From what I’ve learned, tortillas are much more labor-intensive than galletas. In the corner of her kitchen, Angélica has an enormous plastic bag full of tostadas. Together, we eat frijoles y queso in addition to our bowls of Nongshim Soon. And as she prepares lunch for me, I hear the scraping of her spoon that spreads black beans across crisp toasted corn. For breakfast, she offered me chocolate con leche from the chocolate her mother made, and as accompaniment, we dipped in it sweet bread baked by her aunt. And I think back to her family’s suggestion that she instead sell tortillas. I think of the labor of soaking corn in cal, grinding los granos with the metate, mixing the masa, and patting out tortillas to toss on un comal. Isabel from Teotitlán del Valle showed us that many families of Mexico are not above making their own food from scratch, whether it be chocolate, pan, or empanadas. But the earnings of tortillas are not worth it to Angélica compared to the mere two hours she spends baking on the mornings she plans to sell.

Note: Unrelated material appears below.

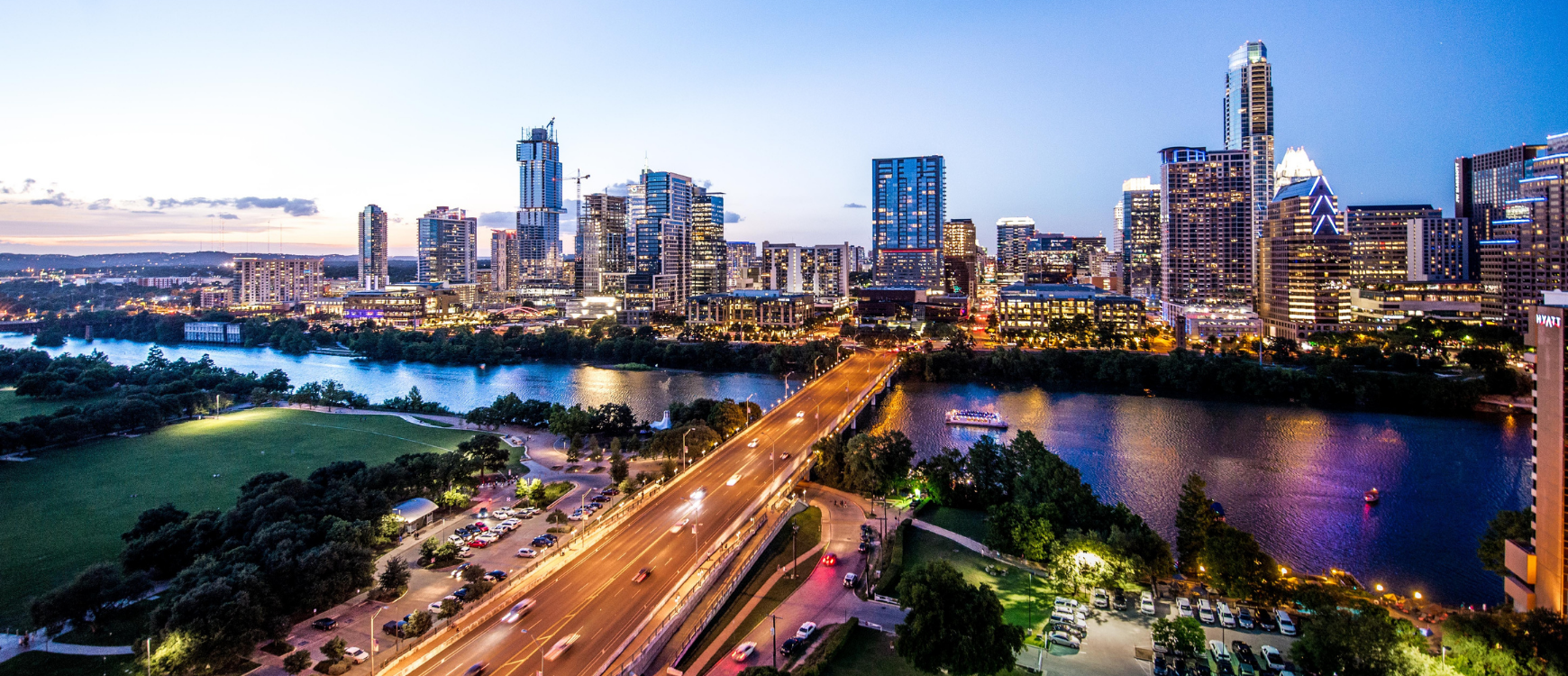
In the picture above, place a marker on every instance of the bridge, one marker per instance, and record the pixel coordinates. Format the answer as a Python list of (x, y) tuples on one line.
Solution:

She told me of the ebb and flow of her sales; such is business. Competition is stiff and sometimes, as new vendors sprout up in Tomaltepec, her sales drop. One has to think ahead and save for the sparser times, she advises. But with her most recent En Vía loan of July 2017, Angélica looks toward expanding her negocio; she bought a new triciclo that she will lend to a woman who agreed to sell Angélica’s galletas, and they will split the profits and help una a otra.
But she circled back to a central theme in our later conversations: one must have patience both in business and in life.
One also has to treat one’s customers well. Angélica’s cookie stand sometimes serves as a counseling space where she listens to people of Tomaltepec. Many people’s voices go unheard even in their own homes, she told me. Sometimes her customers come to her and she realizes as they keep talking on and on without pause that they want her to hear them. They don’t necessarily want to buy a postre or piece of flan. People who don’t feel listened to, people who don’t feel loved: these are many of Angélica’s customers but more than that, they are also her neighbors.
So while many ambulantes may appear in Tomaltepec, few of them last—hers being one of those few. No aguantan, Angélica says—they don’t endure. Ultimately, I suspected Angélica remains in business for many good reasons. Her warmth, her compassionate ear, her porrista, cheerleader attitude—all these things she offers graciously to those she meets, even to gringas like me. However, when I first entered her home, little did I expect her to also give me some sage advice on my love life, my family, and my future.